So, while we were still with the F.B.C., Pepper was playing every ball straight back to the inquisitive folk who wanted to know what was in the wind, we were ready to go over at a month's notice to that great new cathedral of a place with the mosaic floors and the bronze statues in the niches, and I was free to rub my rosy prospects into Aunt Angela to my heart's content. It had come off, or, thanks to Pepper and Robson and the rest of them, could hardly now fail to do so. But Aunt Angela, when I twinkled at her, and mentioned this, only gave me back my smiles thrice spiritualised. She never failed to rejoice, for our sakes, whenever a new piece of furniture came into the house in Well Walk, but for herself, her attitude was piously and amusingly penitential. I never knew austerity so resemble luxuriousness—or the other way about, whichever it was. And of this new furniture we presently began to have quite a lot.
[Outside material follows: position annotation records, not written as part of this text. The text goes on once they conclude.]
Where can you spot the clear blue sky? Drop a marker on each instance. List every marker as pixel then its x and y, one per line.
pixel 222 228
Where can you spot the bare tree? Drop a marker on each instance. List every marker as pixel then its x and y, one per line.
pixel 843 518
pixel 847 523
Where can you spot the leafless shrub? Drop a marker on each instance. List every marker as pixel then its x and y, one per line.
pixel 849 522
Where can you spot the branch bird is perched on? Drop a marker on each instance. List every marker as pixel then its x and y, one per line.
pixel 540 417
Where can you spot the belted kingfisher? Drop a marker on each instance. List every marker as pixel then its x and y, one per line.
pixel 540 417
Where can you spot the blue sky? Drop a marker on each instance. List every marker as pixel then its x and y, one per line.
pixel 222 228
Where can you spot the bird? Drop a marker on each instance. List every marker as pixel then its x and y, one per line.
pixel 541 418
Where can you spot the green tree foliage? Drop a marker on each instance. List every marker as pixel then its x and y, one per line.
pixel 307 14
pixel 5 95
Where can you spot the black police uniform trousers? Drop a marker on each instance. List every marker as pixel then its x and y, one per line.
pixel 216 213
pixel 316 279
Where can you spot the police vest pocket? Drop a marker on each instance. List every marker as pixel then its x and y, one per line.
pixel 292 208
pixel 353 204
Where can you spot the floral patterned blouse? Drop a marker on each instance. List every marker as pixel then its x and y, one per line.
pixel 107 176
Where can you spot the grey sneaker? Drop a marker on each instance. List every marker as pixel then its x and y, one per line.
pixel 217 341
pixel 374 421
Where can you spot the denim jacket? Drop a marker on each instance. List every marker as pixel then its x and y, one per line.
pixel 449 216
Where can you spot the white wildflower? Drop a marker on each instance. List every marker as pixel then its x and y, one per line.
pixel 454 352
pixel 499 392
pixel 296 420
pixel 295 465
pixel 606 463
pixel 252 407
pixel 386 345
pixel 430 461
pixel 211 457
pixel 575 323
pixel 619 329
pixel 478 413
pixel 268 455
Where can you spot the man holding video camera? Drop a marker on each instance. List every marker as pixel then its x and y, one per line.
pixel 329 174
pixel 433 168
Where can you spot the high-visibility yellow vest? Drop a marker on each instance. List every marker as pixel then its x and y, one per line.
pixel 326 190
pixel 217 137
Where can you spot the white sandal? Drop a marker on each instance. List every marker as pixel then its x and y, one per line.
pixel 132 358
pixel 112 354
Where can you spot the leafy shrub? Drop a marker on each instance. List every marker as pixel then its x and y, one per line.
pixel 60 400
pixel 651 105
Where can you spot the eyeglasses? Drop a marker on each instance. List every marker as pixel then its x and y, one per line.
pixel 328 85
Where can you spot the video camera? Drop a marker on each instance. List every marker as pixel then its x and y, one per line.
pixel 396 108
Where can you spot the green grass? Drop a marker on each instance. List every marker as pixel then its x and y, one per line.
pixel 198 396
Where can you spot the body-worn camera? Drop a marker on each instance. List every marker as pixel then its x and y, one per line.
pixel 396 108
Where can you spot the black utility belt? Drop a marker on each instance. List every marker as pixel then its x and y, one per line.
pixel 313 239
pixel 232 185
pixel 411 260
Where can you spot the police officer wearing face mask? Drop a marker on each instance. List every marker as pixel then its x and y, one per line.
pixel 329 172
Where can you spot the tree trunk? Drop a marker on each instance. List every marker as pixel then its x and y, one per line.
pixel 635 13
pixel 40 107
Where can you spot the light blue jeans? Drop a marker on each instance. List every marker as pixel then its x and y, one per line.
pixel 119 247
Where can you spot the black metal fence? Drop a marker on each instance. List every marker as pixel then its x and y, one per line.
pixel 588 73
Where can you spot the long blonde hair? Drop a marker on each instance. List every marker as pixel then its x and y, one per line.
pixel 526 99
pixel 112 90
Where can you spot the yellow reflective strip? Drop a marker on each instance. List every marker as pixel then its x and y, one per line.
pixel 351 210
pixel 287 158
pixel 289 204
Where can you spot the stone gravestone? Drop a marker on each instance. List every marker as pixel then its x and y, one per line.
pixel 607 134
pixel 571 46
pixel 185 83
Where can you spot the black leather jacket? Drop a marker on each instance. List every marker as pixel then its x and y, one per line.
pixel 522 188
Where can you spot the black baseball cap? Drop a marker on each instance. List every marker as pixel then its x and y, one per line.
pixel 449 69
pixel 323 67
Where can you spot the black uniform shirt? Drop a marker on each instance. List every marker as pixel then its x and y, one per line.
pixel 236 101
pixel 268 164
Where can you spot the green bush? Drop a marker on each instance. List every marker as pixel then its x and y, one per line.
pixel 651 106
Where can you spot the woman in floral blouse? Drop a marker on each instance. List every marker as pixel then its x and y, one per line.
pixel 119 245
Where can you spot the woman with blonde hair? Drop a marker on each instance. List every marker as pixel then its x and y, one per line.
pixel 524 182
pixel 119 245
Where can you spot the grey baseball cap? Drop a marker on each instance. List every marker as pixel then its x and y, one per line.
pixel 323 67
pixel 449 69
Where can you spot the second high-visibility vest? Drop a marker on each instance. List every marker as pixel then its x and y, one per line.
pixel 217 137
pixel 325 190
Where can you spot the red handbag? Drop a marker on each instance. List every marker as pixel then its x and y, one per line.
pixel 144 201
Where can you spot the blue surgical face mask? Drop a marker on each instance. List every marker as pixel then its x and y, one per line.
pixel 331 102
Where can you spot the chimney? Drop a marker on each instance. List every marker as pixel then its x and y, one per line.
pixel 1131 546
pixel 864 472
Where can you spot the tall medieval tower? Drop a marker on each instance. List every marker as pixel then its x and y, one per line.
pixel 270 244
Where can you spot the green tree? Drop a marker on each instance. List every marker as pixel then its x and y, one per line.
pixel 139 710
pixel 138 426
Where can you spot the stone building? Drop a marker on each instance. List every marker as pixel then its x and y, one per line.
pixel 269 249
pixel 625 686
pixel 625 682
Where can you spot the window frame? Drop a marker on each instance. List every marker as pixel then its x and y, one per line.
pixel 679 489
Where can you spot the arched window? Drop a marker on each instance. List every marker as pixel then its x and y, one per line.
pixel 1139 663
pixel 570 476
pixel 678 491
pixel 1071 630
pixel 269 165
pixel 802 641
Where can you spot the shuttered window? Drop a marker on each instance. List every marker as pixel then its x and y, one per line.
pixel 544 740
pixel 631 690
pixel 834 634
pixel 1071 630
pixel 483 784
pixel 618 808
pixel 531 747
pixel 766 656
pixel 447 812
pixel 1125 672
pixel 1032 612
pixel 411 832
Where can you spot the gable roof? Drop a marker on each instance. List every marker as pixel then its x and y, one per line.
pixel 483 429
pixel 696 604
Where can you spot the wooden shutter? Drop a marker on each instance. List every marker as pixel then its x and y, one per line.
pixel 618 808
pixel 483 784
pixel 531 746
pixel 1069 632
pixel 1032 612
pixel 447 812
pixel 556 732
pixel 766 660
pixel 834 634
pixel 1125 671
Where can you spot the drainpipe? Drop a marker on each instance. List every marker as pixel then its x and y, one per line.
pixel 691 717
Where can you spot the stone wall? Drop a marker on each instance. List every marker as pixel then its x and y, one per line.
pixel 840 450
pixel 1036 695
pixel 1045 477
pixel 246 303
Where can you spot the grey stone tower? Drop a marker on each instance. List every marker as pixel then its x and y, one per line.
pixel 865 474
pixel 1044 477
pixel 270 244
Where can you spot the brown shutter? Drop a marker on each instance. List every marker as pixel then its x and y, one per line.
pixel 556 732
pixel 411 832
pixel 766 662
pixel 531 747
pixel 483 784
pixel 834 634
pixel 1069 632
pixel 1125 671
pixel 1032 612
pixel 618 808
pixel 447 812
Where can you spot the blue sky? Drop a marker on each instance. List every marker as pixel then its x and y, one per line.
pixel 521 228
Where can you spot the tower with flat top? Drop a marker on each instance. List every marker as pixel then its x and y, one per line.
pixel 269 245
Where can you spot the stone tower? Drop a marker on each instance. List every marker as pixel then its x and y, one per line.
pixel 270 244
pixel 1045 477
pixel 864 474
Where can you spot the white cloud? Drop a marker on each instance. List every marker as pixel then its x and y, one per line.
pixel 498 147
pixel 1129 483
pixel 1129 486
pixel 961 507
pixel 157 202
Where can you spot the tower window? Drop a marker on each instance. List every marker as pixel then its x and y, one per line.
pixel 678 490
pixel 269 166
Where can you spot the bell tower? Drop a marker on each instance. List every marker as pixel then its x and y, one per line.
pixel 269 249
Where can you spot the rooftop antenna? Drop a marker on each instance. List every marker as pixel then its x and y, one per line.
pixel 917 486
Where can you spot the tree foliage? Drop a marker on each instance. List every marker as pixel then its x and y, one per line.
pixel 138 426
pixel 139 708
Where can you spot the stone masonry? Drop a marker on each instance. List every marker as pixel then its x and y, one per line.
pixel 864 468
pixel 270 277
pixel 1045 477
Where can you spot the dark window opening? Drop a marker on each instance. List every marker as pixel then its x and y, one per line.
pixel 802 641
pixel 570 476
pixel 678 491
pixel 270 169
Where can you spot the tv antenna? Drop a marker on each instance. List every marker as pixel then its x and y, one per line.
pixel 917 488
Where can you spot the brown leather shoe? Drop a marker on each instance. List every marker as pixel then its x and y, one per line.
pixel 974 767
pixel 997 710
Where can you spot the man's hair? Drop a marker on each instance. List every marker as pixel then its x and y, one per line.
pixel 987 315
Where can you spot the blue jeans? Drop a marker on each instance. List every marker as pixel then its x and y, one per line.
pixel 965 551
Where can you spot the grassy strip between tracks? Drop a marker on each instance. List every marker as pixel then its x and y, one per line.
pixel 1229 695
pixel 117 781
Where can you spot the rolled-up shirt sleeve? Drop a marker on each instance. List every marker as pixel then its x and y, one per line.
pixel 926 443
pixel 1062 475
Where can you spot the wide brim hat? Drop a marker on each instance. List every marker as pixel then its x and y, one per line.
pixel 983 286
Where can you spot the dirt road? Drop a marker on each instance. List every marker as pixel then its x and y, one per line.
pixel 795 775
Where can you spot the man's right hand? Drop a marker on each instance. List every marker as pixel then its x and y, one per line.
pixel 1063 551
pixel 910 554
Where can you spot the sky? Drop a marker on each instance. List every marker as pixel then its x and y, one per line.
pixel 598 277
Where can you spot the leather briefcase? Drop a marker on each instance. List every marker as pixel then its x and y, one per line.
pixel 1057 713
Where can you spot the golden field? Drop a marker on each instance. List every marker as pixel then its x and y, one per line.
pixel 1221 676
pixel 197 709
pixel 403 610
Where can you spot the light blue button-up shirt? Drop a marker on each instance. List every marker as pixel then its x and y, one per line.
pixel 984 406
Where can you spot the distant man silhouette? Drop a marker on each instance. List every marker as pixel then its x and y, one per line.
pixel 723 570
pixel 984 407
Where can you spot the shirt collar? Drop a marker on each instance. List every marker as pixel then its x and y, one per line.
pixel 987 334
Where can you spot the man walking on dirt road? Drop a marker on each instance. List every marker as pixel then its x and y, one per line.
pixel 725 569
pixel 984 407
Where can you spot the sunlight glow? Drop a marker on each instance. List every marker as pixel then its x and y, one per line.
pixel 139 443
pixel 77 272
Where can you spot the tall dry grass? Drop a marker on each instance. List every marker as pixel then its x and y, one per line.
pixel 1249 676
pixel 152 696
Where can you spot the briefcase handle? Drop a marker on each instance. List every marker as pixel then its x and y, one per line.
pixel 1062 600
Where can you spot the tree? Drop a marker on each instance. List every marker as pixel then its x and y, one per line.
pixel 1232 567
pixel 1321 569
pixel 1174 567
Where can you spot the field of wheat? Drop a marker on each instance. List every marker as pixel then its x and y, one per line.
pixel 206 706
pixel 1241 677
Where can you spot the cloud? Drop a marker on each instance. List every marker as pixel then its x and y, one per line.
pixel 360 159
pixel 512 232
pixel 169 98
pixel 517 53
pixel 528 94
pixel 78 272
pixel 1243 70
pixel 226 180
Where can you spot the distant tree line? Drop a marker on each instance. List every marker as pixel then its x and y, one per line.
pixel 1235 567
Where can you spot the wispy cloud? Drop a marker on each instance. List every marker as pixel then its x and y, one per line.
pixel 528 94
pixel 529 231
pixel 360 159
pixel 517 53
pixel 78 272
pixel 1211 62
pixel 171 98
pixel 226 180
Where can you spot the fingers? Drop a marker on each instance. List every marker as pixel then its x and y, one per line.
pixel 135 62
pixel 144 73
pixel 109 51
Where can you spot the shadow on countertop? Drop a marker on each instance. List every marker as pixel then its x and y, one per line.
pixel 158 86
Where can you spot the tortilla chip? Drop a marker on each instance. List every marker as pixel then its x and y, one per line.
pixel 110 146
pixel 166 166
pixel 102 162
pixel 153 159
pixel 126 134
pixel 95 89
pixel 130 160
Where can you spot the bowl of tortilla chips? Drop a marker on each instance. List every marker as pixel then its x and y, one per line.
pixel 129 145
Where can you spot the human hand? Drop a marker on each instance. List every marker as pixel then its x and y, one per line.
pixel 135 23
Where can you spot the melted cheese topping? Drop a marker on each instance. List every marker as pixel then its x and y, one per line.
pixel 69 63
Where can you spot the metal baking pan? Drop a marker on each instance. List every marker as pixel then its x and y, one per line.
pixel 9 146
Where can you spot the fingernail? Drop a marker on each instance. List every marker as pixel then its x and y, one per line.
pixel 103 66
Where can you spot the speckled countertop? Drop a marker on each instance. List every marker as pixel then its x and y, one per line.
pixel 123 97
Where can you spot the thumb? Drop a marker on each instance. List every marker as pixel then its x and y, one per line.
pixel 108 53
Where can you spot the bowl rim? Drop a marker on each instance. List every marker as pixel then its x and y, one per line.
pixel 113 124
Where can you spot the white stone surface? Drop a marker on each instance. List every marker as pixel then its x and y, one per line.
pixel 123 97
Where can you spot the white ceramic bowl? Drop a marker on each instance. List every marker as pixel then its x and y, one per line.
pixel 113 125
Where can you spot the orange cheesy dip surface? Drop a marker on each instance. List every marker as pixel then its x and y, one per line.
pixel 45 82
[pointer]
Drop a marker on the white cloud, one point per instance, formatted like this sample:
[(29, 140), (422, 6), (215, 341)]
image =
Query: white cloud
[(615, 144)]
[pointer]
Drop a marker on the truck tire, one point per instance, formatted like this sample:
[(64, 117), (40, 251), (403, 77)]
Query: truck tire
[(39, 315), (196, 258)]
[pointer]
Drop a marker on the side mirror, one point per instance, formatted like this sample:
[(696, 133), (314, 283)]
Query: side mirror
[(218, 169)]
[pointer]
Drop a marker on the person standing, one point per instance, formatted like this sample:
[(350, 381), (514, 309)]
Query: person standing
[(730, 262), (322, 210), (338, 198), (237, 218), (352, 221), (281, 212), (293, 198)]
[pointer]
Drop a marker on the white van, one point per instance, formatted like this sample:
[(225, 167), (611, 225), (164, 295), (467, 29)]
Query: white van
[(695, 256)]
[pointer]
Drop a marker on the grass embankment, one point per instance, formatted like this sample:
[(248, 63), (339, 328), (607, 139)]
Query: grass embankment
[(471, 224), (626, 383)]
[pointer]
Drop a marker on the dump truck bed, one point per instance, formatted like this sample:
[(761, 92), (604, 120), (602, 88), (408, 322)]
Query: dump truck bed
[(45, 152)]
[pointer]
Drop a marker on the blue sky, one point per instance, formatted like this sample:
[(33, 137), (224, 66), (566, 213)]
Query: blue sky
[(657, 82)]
Collecting, as I have since come to understand the word, was as yet, of course, far beyond my means; but I used a bronze copy of a lioness by Barye on my desk as a paper-weight, I had good autotypes of Méryon on my study walls, I had bought Evie a dinner service, quite good enough for most occasions even to-day, and I had sales' catalogues and auctioneers' circulars, a dozen a week. Oh, yes, we were getting on, and Pepper winked, remembering his candlesticks, but said nothing.

But let me return to Aunt Angela for a moment. The effect on her of these evidences of our increasing prosperity was curious. Without the loss of a jot of her amiability, but rather to the increase of it, she set herself apart from our modest splendours. If I use the word "religiosity" I mean it only in its most innocent sense: but something of the sort had been incipient in her for a long time, and now merely became declared. Perhaps I cannot do better than tell here of the evening in which I first discovered how far this had gone. If at this point my narrative seems a little diffuse, it is merely because the longest way round is often the shortest way home, and also because Aunt Angela's attitude was not the only thing I learned that night.

I think it would be a little before Christmas, on a Tuesday or Wednesday; I know the day, if not the week, because it was what Evie, who corrected some of my own recklessnesses by still clinging to small economies, called an "eating-up night." On those nights I was expressly forbidden to bring anybody home to dinner—I except Aunt Angela and Billy Izzard, who came when they pleased. As it happened, they had both turned up on that very evening, and had partaken of a rather scratch supper; and I, who had had an exceptionally heavy day, hoped that nobody would come in afterwards—not that anybody was very likely to. As Jackie had gone to bed, Billy had been allowed to play Evie's new piano only with the soft pedal down (Evie herself, I may say, did not play, but was resolved to learn); and Aunt Angela had several skeins of wool to wind into balls. From the arm-chair in which I half dozed I could see Evie, still in the waterproof apron in which she had given Jackie his bath, setting the child's basket to rights. Our only maid was taking her "evening out" and was probably up on the Spaniards Road.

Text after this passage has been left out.